Fondé en 1982 en réaction à l’invasion israélienne, le Hezbollah (Parti de Dieu) est un mouvement politique et militaire chiite libanais, soutenu par l’Iran et la Syrie.

Son guide spirituel est alors le cheikh Mohammad Hussein Fadlallah et ses objectifs déclarés l’extension de la révolution iranienne et la création d’un état islamique au Liban. Il y a officiellement renoncé aujourd’hui.

Les premières actions armées qui lui sont imputées datent de 1983 et les victimes en sont alors des militaires occidentaux présents au Liban : attentat contre une patrouille française ; attentats-suicides contre la force multinationale d’interposition causant 248 morts américains et 58 français. On lui prête par la suite différentes prises d’otages de civils étrangers, dont celles du journaliste français Jean-Paul Kaufmann (libéré au bout de trois ans) et du chercheur Michel Seurat, décédé en captivité. On l’accuse enfin d’avoir organisé en 1986, par l’intermédiaire d’une organisation-paravent (le CSPPAC) et pour le compte de l’Iran, différents attentats en France dont celui de la rue de Rennes à Paris (7 morts et une soixantaine de blessés).

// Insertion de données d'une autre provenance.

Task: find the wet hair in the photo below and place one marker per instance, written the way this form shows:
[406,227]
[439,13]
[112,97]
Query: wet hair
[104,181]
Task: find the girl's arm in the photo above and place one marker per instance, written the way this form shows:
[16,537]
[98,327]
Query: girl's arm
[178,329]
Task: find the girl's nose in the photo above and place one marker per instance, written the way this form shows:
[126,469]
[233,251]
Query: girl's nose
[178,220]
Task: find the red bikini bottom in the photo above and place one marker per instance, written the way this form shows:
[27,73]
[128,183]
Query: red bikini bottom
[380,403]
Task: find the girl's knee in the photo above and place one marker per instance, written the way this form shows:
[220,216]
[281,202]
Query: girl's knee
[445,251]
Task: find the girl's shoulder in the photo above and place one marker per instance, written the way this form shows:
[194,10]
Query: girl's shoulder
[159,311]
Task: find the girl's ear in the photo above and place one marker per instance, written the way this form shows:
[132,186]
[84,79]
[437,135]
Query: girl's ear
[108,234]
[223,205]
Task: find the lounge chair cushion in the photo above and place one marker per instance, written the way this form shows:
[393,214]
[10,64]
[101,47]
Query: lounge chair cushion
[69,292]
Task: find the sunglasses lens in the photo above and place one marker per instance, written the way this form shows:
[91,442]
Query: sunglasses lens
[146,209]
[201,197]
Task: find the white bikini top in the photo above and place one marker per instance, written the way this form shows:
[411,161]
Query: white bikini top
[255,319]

Le Hezbollah n’a jamais revendiqué ni reconnu explicitement ces différents actes, qui ont également pu faire l’objet de différends en son sein. Ils lui ont en tout cas valu durablement la qualification en occident de groupe terroriste international.
 
"LA RÉSISTANCE"

A partir des années 1990, le Parti de Dieu étend son influence civile dans les zones chiites et recentre son activité militaire contre l’ennemi principal : Israël qui occupe toujours une partie du pays.

Alors que les accords de Taef (1989) qui marquent la fin de la guerre civile prévoient le désarmement de toutes les milices, le Hezbollah, lui, conserve sa branche et son activité militaires au nom de la lutte contre l’occupant contre lequel il mène une guérilla de harcèlement.

Ce rôle –ainsi qu’une action sociale dans des zones désertées par l’État - lui vaut un certain prestige au-delà des populations Chiites.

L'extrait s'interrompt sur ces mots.